Both peroxisome proliferator-activated receptors and retinoid X receptors play a role in transporting cholesterol across keratinocyte cell membranes by augmenting expression of ABCA1, a membrane transporter that regulates cholesterol flow (“Fitzpatrick's Dermatology in General Medicine,” 7th ed., New York: McGraw-Hill, 2007, pp. 386-7).
Fatty Acids
Free fatty acids and fatty acids in the skin are bound in triglycerides, glycosylceramides, ceramides, and phospholipids. The free fatty acids in the SC are mainly straight chained (“Skin Barrier.” New York, Taylor and Francis, 2006, pp. 33–42). Essential fatty acids such as linoleic acid can be obtained only through the diet or topical application.
Currently, it is thought that no single lipid alone mediates barrier function, and that normal levels of ceramides, cholesterol, and fatty acids, in the correct ratio, are crucial for maintaining barrier integrity.

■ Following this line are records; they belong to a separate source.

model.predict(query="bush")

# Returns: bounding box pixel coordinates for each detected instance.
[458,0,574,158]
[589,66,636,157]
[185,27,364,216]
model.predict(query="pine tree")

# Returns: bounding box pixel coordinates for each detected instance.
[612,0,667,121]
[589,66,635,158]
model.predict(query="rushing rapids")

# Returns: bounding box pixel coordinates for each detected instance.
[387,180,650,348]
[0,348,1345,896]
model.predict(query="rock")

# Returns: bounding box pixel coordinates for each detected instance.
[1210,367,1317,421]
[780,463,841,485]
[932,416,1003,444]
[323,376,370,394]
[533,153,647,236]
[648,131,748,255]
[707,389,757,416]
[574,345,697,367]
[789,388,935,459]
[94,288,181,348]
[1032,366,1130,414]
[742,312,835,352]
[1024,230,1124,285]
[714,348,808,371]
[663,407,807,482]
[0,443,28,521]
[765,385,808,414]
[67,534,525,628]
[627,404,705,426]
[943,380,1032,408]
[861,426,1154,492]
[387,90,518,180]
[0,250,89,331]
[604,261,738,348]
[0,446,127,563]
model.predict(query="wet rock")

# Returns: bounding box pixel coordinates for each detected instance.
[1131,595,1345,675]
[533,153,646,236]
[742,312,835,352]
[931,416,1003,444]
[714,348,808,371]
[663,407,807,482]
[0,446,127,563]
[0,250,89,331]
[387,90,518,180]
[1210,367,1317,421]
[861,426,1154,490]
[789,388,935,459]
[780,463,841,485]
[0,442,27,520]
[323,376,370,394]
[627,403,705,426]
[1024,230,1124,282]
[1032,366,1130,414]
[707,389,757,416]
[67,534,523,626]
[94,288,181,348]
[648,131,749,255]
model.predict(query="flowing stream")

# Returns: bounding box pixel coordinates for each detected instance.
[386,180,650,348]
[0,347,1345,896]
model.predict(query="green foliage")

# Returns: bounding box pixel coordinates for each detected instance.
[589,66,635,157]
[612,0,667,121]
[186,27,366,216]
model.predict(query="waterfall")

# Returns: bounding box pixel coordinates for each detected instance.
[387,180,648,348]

Interestingly, Man et al. evaluated barrier recovery by altering the barrier with acetone, then applying ceramides or fatty acids alone, or a combination of ceramides and fatty acids, and found that normal barrier recovery was achieved only with the application of all three extracellular matrix components—ceramides, fatty acids, and cholesterol (Arch. Dermatol. 1993;129:728-38).
Skin Barrier Repair
Occlusives. Occlusive ingredients, which are oily compounds often used in cosmetics because of their capacity to dissolve fats, coat the SC and inhibit TEWL. Occlusives also impart an emollient effect.
Petrolatum and mineral oil are two of the best occlusive ingredients available. Used as a skin care product since 1872 and considered one of the optimal moisturizing agents, petrolatum displays a water vapor loss resistance 170 times that of olive oil and is well known for being noncomedogenic (Dermatologica 1971;142:89-92; J. Am. Acad. Dermatol. 1989;20:272-7). By virtue of its long-standing status as the most effective occlusive moisturizing agent, petrolatum is typically thought of as the accepted standard to which other occlusive ingredients are measured (“Dry Skin and Moisturizers,” Boca Raton, Fla.:CRC Press, 2000, p. 251).